Reverse the neglect of maternal mortality

Nicholas Kristof of the New York Times has often written on the shameful problem of maternal mortality. A few days ago he proffered a solution to the problem that goes beyond health system fixes.  Specifically women’s issues need political attention, and to do that, women need to be more involved in governance.

Kristof observed the U.S. experience that “after women’s suffrage became a reality, maternal mortality fell sharply.

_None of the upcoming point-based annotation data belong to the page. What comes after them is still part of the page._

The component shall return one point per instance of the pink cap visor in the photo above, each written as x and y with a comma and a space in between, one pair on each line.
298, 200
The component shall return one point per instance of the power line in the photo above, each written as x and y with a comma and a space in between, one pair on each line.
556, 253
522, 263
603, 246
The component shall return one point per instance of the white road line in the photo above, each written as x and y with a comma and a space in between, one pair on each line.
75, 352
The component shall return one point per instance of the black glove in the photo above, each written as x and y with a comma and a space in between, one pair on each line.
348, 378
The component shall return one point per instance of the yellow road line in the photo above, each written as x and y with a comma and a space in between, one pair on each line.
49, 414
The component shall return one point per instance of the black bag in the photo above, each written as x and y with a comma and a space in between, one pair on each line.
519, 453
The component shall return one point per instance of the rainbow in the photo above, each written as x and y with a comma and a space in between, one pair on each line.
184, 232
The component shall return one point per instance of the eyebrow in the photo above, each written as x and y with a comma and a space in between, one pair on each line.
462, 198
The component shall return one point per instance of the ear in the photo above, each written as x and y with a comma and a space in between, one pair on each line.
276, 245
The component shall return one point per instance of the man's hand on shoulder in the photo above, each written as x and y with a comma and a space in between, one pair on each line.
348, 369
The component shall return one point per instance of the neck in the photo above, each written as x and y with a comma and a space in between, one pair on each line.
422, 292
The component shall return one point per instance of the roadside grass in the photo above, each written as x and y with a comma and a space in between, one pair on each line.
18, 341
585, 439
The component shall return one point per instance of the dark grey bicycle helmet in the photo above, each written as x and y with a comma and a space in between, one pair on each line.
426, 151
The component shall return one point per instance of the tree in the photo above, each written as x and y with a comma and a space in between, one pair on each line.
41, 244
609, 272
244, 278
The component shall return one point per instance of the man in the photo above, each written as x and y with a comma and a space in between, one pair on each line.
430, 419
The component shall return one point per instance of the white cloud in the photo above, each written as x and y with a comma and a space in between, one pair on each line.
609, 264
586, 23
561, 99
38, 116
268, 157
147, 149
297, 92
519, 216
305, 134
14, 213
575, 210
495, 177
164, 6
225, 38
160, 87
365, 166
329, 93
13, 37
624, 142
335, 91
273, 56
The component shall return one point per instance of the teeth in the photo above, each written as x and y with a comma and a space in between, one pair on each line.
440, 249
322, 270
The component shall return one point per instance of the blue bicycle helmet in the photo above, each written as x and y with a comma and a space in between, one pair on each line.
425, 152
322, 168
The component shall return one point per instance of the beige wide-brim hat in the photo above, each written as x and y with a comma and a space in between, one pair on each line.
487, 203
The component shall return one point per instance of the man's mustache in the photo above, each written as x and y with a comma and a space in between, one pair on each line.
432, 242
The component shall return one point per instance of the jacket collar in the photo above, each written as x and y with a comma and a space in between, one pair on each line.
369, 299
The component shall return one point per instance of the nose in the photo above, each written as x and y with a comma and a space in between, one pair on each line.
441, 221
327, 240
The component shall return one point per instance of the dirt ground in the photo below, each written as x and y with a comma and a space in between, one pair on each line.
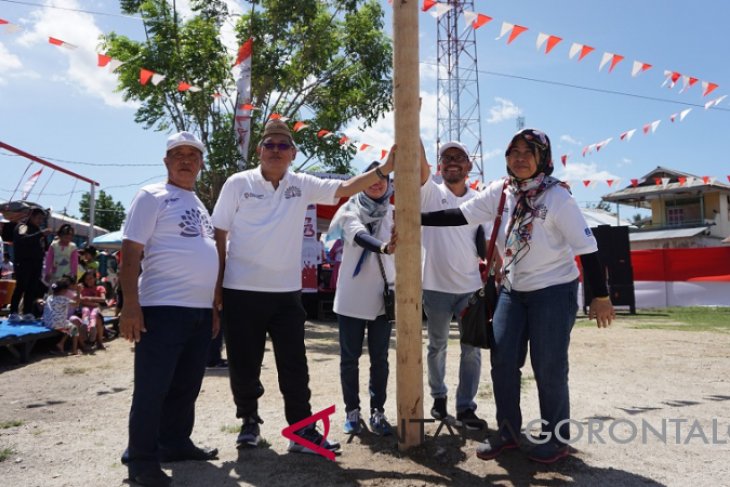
74, 415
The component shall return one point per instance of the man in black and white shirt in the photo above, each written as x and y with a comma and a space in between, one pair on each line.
258, 222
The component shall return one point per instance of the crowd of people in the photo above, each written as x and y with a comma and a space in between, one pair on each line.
57, 284
245, 257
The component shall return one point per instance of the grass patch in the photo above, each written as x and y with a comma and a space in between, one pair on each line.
74, 370
10, 424
6, 453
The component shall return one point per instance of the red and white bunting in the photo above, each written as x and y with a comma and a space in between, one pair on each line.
514, 31
708, 87
145, 75
552, 41
60, 43
639, 67
627, 135
609, 56
583, 49
476, 20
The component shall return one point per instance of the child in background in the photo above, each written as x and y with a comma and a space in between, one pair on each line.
92, 297
62, 257
56, 316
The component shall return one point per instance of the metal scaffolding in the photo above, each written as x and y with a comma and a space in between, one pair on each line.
458, 111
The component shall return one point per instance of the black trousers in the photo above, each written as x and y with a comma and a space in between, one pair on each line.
28, 285
247, 317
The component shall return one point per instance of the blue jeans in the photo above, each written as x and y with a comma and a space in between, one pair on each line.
544, 318
439, 308
169, 365
352, 336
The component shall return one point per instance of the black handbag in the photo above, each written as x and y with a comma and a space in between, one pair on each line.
388, 294
476, 319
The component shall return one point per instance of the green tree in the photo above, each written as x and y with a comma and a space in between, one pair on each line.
107, 213
327, 62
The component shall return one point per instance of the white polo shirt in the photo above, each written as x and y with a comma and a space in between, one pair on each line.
180, 263
361, 296
265, 228
450, 262
559, 233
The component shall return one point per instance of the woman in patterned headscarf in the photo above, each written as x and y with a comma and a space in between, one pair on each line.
542, 231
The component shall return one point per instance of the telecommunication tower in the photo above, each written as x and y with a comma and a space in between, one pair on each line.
457, 112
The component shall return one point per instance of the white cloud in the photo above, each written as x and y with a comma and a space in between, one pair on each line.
81, 30
580, 171
569, 140
8, 63
503, 110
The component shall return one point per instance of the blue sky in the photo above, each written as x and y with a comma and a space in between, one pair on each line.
57, 104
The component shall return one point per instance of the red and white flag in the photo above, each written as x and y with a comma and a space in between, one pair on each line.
242, 119
28, 186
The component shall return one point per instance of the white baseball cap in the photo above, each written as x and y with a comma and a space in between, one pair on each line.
455, 145
184, 138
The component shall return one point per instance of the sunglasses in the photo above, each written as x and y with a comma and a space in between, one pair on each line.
281, 146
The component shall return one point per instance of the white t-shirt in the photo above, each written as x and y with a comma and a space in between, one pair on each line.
450, 262
265, 228
559, 233
362, 296
180, 263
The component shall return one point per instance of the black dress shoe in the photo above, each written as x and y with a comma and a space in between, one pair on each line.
194, 453
153, 478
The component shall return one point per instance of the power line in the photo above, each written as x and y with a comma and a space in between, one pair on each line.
92, 12
95, 164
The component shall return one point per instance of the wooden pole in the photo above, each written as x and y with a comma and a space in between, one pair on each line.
409, 348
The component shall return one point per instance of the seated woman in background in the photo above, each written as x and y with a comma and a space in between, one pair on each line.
91, 298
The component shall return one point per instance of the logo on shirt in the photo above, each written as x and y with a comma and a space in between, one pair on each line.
293, 192
195, 223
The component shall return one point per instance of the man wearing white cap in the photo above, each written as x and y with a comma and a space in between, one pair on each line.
450, 276
168, 312
258, 222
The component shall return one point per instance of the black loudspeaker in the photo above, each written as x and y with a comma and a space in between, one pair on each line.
615, 253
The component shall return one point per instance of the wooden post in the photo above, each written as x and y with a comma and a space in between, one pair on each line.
409, 351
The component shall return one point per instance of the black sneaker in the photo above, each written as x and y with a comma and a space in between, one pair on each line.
310, 433
250, 434
438, 411
469, 420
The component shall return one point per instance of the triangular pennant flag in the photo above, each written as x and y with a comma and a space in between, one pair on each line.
480, 20
427, 4
627, 135
708, 87
60, 43
28, 186
441, 8
157, 79
639, 67
145, 75
244, 52
103, 60
584, 50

It seems that when women were accepted fully into the political system, then resources were also made available in the health system and they, less marginalized, were able to take advantage of them.” In countries with high maternal mortality, the right to vote is not enough, especially when voting may not actually determine political outcomes.

Malaria, of course, is responsible for an important portion of maternal mortality, whether directly through severe episodes when women have reduced immunity, or through anemia caused by the infection.  As we have often observed, of the main components of malaria control and elimination efforts, malaria in pregnancy (MIP) is the weakest leg of the stool.  Until national malaria programs, with pressure from malaria partners, make MIP control an equal priority with bednet distribution and treatment of small children, the destructive work of the disease will continue.

_38913701_elections1999_ap203b2.jpgKristof wishes that groups promoting Safe Motherhood initiatives will “hopefully … get strong backing from the Obama administration.” Not only are pregnant women with malaria at risk themselves, but their newborn children would have suffered from growth retardation in utero and being born of low birth weight, would be more likely to die before they can benefit from bednets and artemisinin-based combination therapy.

Not only do women in malaria endemic countries need to vote, the people they vote for need the political will to reduce maternal mortality by all means including preventing malaria in pregnancy.